"None" in not a permitted value of the categorical hyperparameter in the current sweep

I am receiving this (new?) error in running a bayesian sweep:

400 response executing GraphQL.                                                                          
{"errors":[{"message":"None is not a permitted value of the categorical hyperparameter algo.train_config.
loss.weight in the current sweep.","path":["agentHeartbeat"]}],"data":{"agentHeartbeat":null}}           
wandb: ERROR Error while calling W&B API: None is not a permitted value of the categorical hyperparameter
 algo.train_config.loss.weight in the current sweep. (<Response [400]>)  

As far as I can tell, this sweep has successfully launched runs with algo.train_config.loss.weight=None previously.
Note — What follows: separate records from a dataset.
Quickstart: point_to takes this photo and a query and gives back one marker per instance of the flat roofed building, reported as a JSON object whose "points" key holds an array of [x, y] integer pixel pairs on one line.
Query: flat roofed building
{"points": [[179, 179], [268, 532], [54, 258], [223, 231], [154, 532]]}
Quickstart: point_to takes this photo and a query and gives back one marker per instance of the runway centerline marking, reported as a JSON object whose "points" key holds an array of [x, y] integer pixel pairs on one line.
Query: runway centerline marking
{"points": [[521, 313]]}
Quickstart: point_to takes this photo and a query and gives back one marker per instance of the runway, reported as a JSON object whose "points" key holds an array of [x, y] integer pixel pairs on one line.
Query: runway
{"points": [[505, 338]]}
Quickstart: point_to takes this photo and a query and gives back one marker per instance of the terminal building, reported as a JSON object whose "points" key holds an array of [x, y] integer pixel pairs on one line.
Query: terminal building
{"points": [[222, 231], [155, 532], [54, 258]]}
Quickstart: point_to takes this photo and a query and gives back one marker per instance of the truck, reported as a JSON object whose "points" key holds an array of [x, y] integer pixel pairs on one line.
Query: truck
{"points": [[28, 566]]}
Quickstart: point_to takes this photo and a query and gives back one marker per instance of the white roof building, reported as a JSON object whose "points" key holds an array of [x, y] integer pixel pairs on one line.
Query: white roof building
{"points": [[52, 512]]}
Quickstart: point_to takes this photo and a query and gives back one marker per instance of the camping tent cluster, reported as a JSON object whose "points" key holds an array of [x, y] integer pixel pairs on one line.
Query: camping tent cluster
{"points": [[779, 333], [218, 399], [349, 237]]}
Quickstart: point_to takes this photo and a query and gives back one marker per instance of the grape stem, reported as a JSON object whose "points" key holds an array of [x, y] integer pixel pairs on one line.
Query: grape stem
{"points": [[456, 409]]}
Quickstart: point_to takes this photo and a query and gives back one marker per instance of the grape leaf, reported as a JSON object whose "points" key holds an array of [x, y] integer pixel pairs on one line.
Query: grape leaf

I can link to them if desired.

Here is the config of the sweep:

command:
  - /home/ahalev/miniconda3/envs/eye-image-env/bin/python
  - ${program}
  - ${args}
method: bayes
metric:
  goal: maximize
  name: Evaluate/EMA/balanced_accuracy_T-T_best
  target: 1
parameters:
  algo.model.architecture:
    distribution: categorical
    values:
      - inception_v3
      - vit_base_patch16_224
      - inception_resnet_v2
      - retfound_vit
  algo.train_config.loss.weight:
    distribution: categorical
    values:
      - null
      - reciprocal
      - reciprocal_squared
  algo.train_config.optimizer.lr:
    distribution: log_uniform_values
    max: 0.01
    min: 1e-06
  algo.train_config.optimizer.opt:
    distribution: categorical
    values:
      - sgd
      - adamw
  algo.train_config.optimizer.weight_decay:
    distribution: log_uniform_values
    max: 0.001
    min: 1e-09
  algo.train_config.scheduler.type:
    distribution: categorical
    values:
      - cosine
      - cyclic_triangular
      - cyclic_triangular2
      - cyclic_exp_range
  algo.train_config.train_layers:
    distribution: categorical
    values:
      - all
      - 2
      - 0.5
  dataset.images.train.eye:
    value: both
  dataset.images.train.side:
    value: both
  dataset.retinal_genotype.gene:
    value: arms2
  preprocess.add_gaussian_noise_sigma:
    distribution: uniform
    max: 1
    min: 0
  preprocess.gaussian_laplace_sigma:
    distribution: uniform
    max: 1
    min: 0
  preprocess.random_flip_probability.horizontal:
    distribution: categorical
    values:
      - 0
      - 0.5
  preprocess.random_flip_probability.vertical:
    distribution: categorical
    values:
      - 0
      - 0.5
  preprocess.resize_crop.ratio:
    distribution: categorical
    values:
      - - 0
      - - 0.75
        - 1.33
  preprocess.resize_crop.scale:
    distribution: categorical
    values:
      - - 0
      - - 0.6
        - 1
  project:
    value: retinal_genotype
program: ../trainer.py
project: retinal_genotype

Any assistance would be appreciated.

Log files:

https://github.com/wandb/wandb/files/14015971/debug.log
https://github.com/wandb/wandb/files/14015970/debug-internal.log

hey @ahalev - few questions to help me dig into this:

  • I tried to reproduce this behavior on my end but have been unable to on both SDK version 0.16.0 and 0.16.2. would it be possible to send me a code snippet of your training script so I could try to mimic the behavior you’re seeing?
  • you mentioned that this sweep worked previously - do you still encounter this behavior when you run this in a fresh environment?
  • i took a look at the debug logs and they look clean - if you are able to set the WANDB_DEBUG env var to True and re-run the experiment, this would give me more verbose debug logs to investigate further

thanks a ton!

Hi @ahalev, we wanted to follow up with you regarding your request as we have not heard back from you. Please let us know if we can be of further assistance or if your issue has been resolved.

hey @ahalev - since we have not heard back from you we are going to close this thread. If you would like to re-open the conversation, please let us know!